Physical interface unreachable when VM on specific host
search cancel

Physical interface unreachable when VM on specific host

book

Article ID: 412927

calendar_today

Updated On:

Products

VMware vSphere ESXi

Issue/Introduction

In a vCenter ESXi host cluster, a virtual machine (VM) running on one ESXi host is unable to reach a network interface of a physical machine outside the ESXi host.  However, when that VM is migrated to another ESXi host in the cluster, it is able to reach the interface.

Note:  sometimes people reference an ESXi host that is in a cluster as a "node" of that cluster.

These symptoms may also appear on a non-clustered host.

You may see alerts on vCenter for the problematic host:

  • vSphere Distributed Switch VLAN trunked status
    Not all the configured VLANs in the vSphere Distributed Switch were trunked by the physical switch connected to uplink port # in vSphere Distributed Switch on host ###.###.### in #######.
  • vSphere Distributed Switch MTU supported status
    Not all VLAN MTU settings on the external physical switch allow the vSphere Distributed Switch maximum MTU size packets to pass on the uplink port # in vSphere Distributed Switch on host ###.###.### in #######.

You find that the VM in question cannot ping out from the problematic host.

Environment

VMware vSphere ESXi

Resolution

If packets supplied to the stack by the guest VM at capture point VnicTx are delivered completely and in a timely way (microseconds) to the physical infrastructure as seen at capture point UplinkSndKernel, and if packets received by the stack from the physical infrastructure as seen at capture point UplinkRcvKernel are delivered completely and in a timely way (microseconds) to the guest VM at capture point VnicRx, then the root cause of the symptom is not in the ESXi networking stack. 

The next step is to investigate the guest VM's operating system and/or internal networking stack, and/or the physical infrastructure external to the vmnic (uplink) on the ESXi host. 

If packets are seen at one end of the ESXi networking stack, but not the other, perform packet captures at the intermediate capture points as described in KB 341568 Packet capture on ESXi using the pktcap-uw tool, to determine where the packet blockage is occurring.

  1. Identify the PortNum and MacAddress for the VM in question using the following command:

    net-stats -l
  2. Initiate Packet Capture from the Problematic Host for the VM in question:
    If necessary, start pinging from the within the VM out to an IP address on the network to generate traffic.
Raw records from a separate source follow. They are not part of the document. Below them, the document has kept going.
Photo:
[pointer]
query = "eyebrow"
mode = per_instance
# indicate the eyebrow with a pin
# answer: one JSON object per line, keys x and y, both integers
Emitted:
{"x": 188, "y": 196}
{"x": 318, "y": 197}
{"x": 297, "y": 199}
    pktcap-uw -- switchport <PortNum> -- capture VnicTx, VnicRx -o - | tepdump-uw -r - -enn

    Review Packet Capture results to confirm if traffic is flowing or not from the VM in question to the physical switch.


  3. Identify the vmnic (Client) for the uplink on the problematic distributed switch:

    1. Identify the possible uplinks in the appropriate vSwitch or vDS for the VM, using
      esxcfg-vswitch -l
    2. Using esxtop, Identify in the "Pnic" column, which uplink (vmnic) is actually carrying the traffic in question.
      esxtop --> n
      The esxtop --> n output will either show "vmnic#" (where # --> the vmnic number) or "all(#)" (where # is the number of uplinks configured in an LACP LAG or Etherchannel configuration)

       If the result is "all(#)" then you must capture on EACH of the uplinks simultaneously, because the physical switches to which the uplinks are connected determine which data path is used.  

  4. Initiate Packet Capture from the Problematic Host for the uplink in question:

    pktcap-uw -- uplink <vmnic> -- capture UplinkSndKernel, UplinkRcvKernel -o - | tcpdump-uw -r - -enn | grep <VM MacAddress> | grep - i arp

Review Packet Capture results to confirm if traffic is flowing or not through the uplink to the physical switch.

If you see traffic flowing from the VM and being delivered to the physical network but no responses from the physical network, then the issue is occurring outside of the virtual network and the physical network configuration should be investigated to identify the problem.